The new schedule would have also consisted of package delivery from Monday through Saturday and taken effect the week of August 5, 2013.
A number of local residents and businesses have expressed relief that the decision to implement a new mail delivery schedule has not been passed.
Billy Johnston, a loan officer for Wilson & Muir Bank’s main Leitchfield branch (WMB), said that while the absence of Saturday mail delivery would not have affected the productivity of WMB, it may have limited how quickly customers could pay their bills.
“From a payment perspective, that’s good [that the new delivery schedule was not implemented] because customers can still go ahead and pay their bills on the same day, rather than wait until Monday,” Johnston said.
Mark Butler, of A&B Hardware in Leitchfield, echoed Johnston’s sentiment.
“They should have [mail delivery] on Saturday because it would affect a lot of bill and credit card payments,” Butler said. “If all services, like banks, were going to be closed on Saturdays, it might be understandable.”

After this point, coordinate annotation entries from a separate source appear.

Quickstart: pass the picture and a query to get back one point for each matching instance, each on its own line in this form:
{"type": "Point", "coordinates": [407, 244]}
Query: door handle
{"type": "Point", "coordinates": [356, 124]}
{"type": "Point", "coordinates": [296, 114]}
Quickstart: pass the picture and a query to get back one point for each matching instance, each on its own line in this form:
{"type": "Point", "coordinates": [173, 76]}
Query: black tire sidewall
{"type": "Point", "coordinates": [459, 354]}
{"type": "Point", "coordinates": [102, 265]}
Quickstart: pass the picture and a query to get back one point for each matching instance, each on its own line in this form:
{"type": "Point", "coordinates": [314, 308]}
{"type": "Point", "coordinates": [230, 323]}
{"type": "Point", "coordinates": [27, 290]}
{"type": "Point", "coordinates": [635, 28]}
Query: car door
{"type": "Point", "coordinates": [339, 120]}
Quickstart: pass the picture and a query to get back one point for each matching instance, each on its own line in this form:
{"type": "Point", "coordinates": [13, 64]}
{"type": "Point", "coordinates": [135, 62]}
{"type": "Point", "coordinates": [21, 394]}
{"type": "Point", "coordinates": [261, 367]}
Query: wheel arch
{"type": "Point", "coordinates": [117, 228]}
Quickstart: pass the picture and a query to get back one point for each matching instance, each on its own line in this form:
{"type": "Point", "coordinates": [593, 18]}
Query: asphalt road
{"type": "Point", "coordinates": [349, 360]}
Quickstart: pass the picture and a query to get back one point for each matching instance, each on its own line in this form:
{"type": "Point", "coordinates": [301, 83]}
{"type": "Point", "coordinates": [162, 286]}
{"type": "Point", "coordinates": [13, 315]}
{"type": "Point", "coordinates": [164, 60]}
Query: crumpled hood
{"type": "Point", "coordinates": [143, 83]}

Grayson County News-Gazette Reporter Brittany Wise said she and the staff of the local newspaper were happy to learn the alternate mail delivery schedule was not implemented because it would have meant a drastic alteration in the publication’s own schedule.
“The decision to keep Saturday mail service is one we at The Gazette—along with many other newspapers around the country—are pleased with because it allows us to keep putting out our weekend edition,” Wise said. “The previously proposed changes would have meant a significant upset in scheduling for our employees and our customers, so we’re pleased to hear those changes will not be made.”
In their statement, the USPS Board of Governors said they continue to support the transition to the new national delivery schedule because “such a transition will generate approximately $2 billion in annual cost savings and is a necessary part of a larger five-year business plan to restore the Postal Service to long-term financial stability.”
The USPS Board of Governors said without the new delivery schedule, the USPS’s “worsening financial condition” runs the risk of making the postal service “a burden to the American taxpayer.”